May 05, 2009

The Brief Wondrous Film Treatise of Gus Van Sant

If you don’t know about 826 Valencia, my guess is that you’ve been living under a rock for the last few years. Started by local author Dave Eggers and educator Nínive Calegari, the tutoring center and pirate supply store has my vote for the best combination of community activism and creativity the world ’round. (You can watch Eggers talk about it at the TED Conference here.) It’s proof positive that writing and all of the arts should be an integral part of K-12 education, and lucky us that these centers have started to pop up all over the country in cities like Brooklyn, Los Angeles, Chicago, Boston, Seattle, and Ann Arbor, too.

I was lucky enough to attend an 826 Valencia fundraiser breakfast this morning with the celebrated filmmaker Gus Van Sant, late of Milk and Paranoid Park. Eggers introduced the director and warned that he was going to read a 50-minute treatise on film without any accompanying imagery. Nervous laughter ensued as Van Sant took the podium and, instead, briefly introduced two short films. The first, “Ballad of the Skeletons,” is a politicized music video from 1996 that features the late Allen Ginsberg reciting his poem of the same name over music by Philip Glass and Paul McCartney. Ginsberg, wearing his familiar American flag top hat, addresses the camera directly, cut into a film collage backdrop of politicians, rallies, moon landings and mushroom clouds.

Van Sant’s second film from 1989, “Junior,” (sadly, unavailable online) is the polar opposite of “Ballad.” The camera is immobile, focused on the wall area below a window in Van Sant’s home. After a brief introduction of his “teenage” cat, Junior, to the camera, Van Sant moves off screen to play his guitar. The guitar’s shell catches the sun from the window, creating a blob of moving light that Junior, not knowing any better, chases back and forth to the tune of Van Sant’s strumming. It’s a simple (borderline banal) scenario with which any cat owner is familiar. In the director’s hands, though, the film takes on an unexpected and humorous poignancy, which provides a sliver of illumination into Gus Van Sant, the person, not just the filmmaker.

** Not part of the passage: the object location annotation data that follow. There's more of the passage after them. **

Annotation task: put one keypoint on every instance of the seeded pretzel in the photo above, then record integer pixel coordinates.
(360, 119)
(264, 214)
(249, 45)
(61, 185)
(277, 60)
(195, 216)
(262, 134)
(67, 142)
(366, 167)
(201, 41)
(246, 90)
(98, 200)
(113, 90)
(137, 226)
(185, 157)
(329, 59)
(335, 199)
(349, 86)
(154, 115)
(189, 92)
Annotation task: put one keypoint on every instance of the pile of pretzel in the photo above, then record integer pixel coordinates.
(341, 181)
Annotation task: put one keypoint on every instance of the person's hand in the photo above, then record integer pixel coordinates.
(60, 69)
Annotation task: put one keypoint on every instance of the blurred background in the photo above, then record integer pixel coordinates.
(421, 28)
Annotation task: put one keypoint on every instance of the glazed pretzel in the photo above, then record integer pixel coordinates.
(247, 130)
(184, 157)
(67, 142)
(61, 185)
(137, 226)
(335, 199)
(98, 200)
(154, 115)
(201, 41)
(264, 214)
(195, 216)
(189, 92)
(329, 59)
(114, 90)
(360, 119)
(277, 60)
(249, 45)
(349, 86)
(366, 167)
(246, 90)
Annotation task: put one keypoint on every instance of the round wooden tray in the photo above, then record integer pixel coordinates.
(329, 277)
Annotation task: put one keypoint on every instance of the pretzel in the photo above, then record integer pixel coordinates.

The first rule every burgeoning writer hears is “show, don’t tell,” and Van Sant’s film treatise “lecture” today did exactly this. He didn’t need to say a word. Viewed together, these two films confirm that Van Sant, in the quest to make meaningful work, is constantly combining and careening between the personal and the public. For him, or anyone trying to create resonant art, approaching it any other way would be a moot exercise.